1.Identify trend (in this case trend channel as in posts above been said already beeing hit on the downside) which is up since beginning of april.

  1. wait for confirmation that rent in the original (daily) trend channel is truly resuming his original bullish direction.

  2. identify good entree points (in this case with pivot points and a “HAMMER”-candle stick formation)

after we had a nice short trade with a gain of 440 points we waited a few days to see if the price is truly reversing or if the price is only “fluctuating” around the lower line of the bullish trend channel. After it advanced a fe $ we had our confirmation that the bigger trend is resuming and the price is heading in a bullish direction again for the next few weeks/days.

Now: do not enter right now, always wait for a retest.

as you can see in this example the monthly PIVOT POINT is serving as sort of a “Neck-line” to the price. we see a deformed head and shoulders formed around the pivot point and as soon as it got broken to the upwards the price made great advances. many people would have gone long after the price made advances but that would have hurted them or their nerves a lot simply because price tends to retest. the same pivot point aswell served as retest and after the price made a down movement of 150 points the bullish trend resumed and we could strike in nice profit of 480 points (unfortunately i went out of this trade at 2/3 of its size and gained only 340 points or so as i thought a short term retracement is going to happen which then didnt).

it is the same game as before:

identify direction
wait for confirmation
wait for retest
act according to the identified direction

in this case we used the HAMMER candle stick formation to go in long after it touched the pivot point and made a move up (not on the pivot point directly) and we put the stop loss 5 points below the pivot point (overall stop loss 45 points risked)

if the price resumes and hits your stop loss then the entire idea has died and the price will continue to fall out of the channel. then a long position is suicide and the bullish trend channel has DIED and we need to make a new analysis.

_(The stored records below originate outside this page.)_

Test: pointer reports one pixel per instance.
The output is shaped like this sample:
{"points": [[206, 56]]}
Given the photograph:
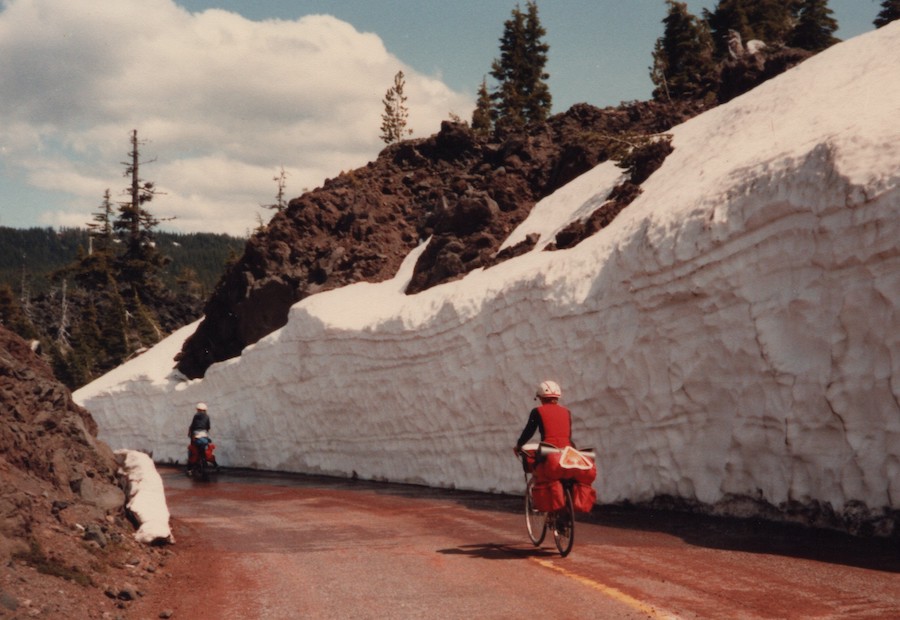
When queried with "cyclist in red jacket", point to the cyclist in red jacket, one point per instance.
{"points": [[552, 419]]}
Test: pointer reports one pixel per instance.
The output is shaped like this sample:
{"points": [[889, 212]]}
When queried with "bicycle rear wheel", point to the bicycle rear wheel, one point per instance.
{"points": [[564, 525], [535, 520]]}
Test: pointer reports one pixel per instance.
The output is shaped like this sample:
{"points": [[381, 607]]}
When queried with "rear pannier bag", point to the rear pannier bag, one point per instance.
{"points": [[547, 496], [583, 497]]}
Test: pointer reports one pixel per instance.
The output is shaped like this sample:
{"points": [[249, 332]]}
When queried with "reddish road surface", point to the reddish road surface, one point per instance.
{"points": [[279, 547]]}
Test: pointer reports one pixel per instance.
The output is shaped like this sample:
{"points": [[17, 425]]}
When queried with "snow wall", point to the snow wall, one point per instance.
{"points": [[731, 340]]}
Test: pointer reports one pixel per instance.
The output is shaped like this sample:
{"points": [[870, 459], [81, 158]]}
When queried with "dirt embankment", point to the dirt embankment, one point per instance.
{"points": [[66, 545]]}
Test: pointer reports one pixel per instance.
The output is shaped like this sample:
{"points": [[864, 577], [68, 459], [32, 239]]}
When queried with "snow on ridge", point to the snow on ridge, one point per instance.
{"points": [[732, 333]]}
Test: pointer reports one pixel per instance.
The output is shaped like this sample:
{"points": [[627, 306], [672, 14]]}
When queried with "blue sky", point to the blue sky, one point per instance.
{"points": [[227, 91]]}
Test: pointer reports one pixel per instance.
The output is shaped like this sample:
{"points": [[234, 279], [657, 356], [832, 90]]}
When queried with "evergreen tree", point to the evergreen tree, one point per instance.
{"points": [[890, 11], [101, 232], [523, 96], [139, 265], [280, 202], [815, 27], [112, 317], [12, 316], [483, 116], [683, 65], [394, 119]]}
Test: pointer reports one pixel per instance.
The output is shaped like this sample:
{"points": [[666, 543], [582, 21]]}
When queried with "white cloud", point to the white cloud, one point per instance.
{"points": [[222, 101]]}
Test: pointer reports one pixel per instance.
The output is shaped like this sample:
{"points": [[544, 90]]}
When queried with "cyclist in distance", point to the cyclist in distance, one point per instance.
{"points": [[200, 422], [200, 442], [552, 419]]}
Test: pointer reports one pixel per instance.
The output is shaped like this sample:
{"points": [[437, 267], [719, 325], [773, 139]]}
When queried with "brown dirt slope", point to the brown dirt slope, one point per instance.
{"points": [[66, 545], [464, 191]]}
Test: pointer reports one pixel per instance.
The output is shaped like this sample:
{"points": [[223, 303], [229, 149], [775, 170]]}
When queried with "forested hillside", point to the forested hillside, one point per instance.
{"points": [[88, 298], [37, 253]]}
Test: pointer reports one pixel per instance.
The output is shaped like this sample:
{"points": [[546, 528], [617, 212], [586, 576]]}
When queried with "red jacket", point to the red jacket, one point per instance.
{"points": [[554, 422]]}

So with this trade 45 points have been risked at a very crucial and specific and sharp point of the action and we got rewarded 480 points/pips.

This is how you use pivot points. you do not use them to identify reversals or a wall where the pricde MUST resume,. you use them as confirmation onto a developed trend and then you use them to IDENTIFY precise areas of a long/short position.


here are the most common and most watched “candle stick formations”:

part 1:










part 2…








do not take those patterns too seriously. some of them are so rare that most people dont see them and if not enough people see them then they dont fullfill their purpose. never act only upon a candle stick formation but always upon several factors/“hints” onto possible future actions.

interesting info, alot of info to digest. the last 6 months, demo-account, i’ve tried trading using news. well, it doesn’t work for me. personally, you always need news to have some sort of feeling, but i need a different approach or some extra info to “feel” or learn the market. those trendlines are interesting, i don’t know if you can use it for daytrading, perhaps the small timeframes are the same as the long ones.

3 months later…

1900 pips


I wonder if Oil will struggle from this point on… or if the trend is truly re-established to the upside…

im long again. and i picked my long right out of the air in a perfect entree only based on this 6 months old trend channel. my minimum target is 55 after that im targeting 60/65/70/75. but my idea is that around 55 we have a turn downwards again towards 40. the other industry used commodities are not following ever since (copper, aluminium, platin etc.). they didnt make any upmove since oil started rallying (january) indicating that global demand (global production/growth) is not increasing.